Additional Information

More information is available at carthage.edu/celebration-scholars/. The following are members of the Research, Scholarship, and Creativity Committee who are eager to listen to ideas and answer questions:

  • Jun Wang
  • Kim Instenes
  • John Kirk
  • Nora Nickels
  • Andrew Pustina
  • James Ripley

#13: The Woman's Building at the 1893 Chicago World's Fair: Feminizing Progress, Freedom and Modernity.

Name: Kailyn Doyle
Major: History
Hometown: Neenah, WI
Faculty Sponsor:
Other Sponsors:  
Type of research: Senior thesis

Abstract

When conceptualizing the importance of the Woman’s Building, it is essential to consider the contextual environs of society at the time. The Woman’s building and its contribution to art, literature, and architecture were pivotal not only for women but each category respectively. In its curation, the Woman’s Building avouched the conception of the nineteenth-century female gaze in resisting and reforming the male gaze. Since previous to the Fair’s building, women had never curated or collectively made public art and artistic spaces, the exhibition space created a precedent for female art. The space reflected how artists constructed femininity, reflecting the volatility of gender relations in Gilded-era Chicago. The Columbian Exposition refracted the socio-cultural movements of Gilded Age America. One of the largest facets of this era was the reformation of women’s role and place in modern society and a general push against domesticity. This was an unprecedented movement in both the civic and artistic realms, as the commissioners and the commissioned, were women. 

In this Essay, I will discuss how the Exposition ultimately reflected three interrelated narratives: evolutionary progression, the emancipatory freedoms of modern democracies, and the triumph of modernity.

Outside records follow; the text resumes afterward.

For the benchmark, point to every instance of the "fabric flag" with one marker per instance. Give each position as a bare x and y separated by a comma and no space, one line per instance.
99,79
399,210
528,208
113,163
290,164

I will be relating how these themes exhibited throughout the fair were taken and feminized by the women in charge of the Woman’s Building. In terms of evolutionary progression, this narrative expands to a broader, more intersectional narrative of race, culture, and gender. I also touch on the nineteenth century adhesion to Darwinist evolutionary theory and the application of this theory to demonstrate the progression of civilized society. In general, this narrative of historical progression was threaded throughout the Fairground, attempting to configure a cohesive world history by using differentiated exhibit spaces.

The triumph of modernity places American innovation at the forefront, as the exposition used concepts and iconography of colonial America to emphasize the triumph of the modern era. Overall, it looked into how far America had come as a society and a celebration of modernity equally. With the adoption of evolutionary theory, there was an emphasis on the hierarchy of the present, a celebration of the current era. The Exposition offered a forum for collective discussion on the political and social climate of the nation and Chicago. It allowed for global art, ideas, thoughts, iconography, and literature to be shared in one particular forum. This ties into the emancipatory freedoms of modern democracies, as the fair, occurred in post-civil-war America. As African-Americans gained more emancipatory freedoms, this common theme of newfound freedom and American democracy was threaded throughout the Exposition. 

I will also discuss how the Woman’s Building took the themes, rhetoric, and iconography of the Columbian Exposition and principally feminized them. However incongruous these themes are to modern political jargon and belief, the Woman’s Building must be accredited for its female civic ascendancy. Within the nineteenth-century framework, women remarkably challenged their differentiated role within society. The curators of the building took anomalous leadership in creating a female space. Women were able to broaden their vocational horizons not only through artistry but through leadership and representation; However unvariegated the representation was, the building placed women in the history of the fair, the city, and the era. 

In feminizing the mainly male-determained narratives and iconography within the Fairgrounds, the building placed women at the center of a singularly determined space. The building also offers an understanding of how visual images and rhetoric contributed to the women's emancipation movement towards the end of the 19th century.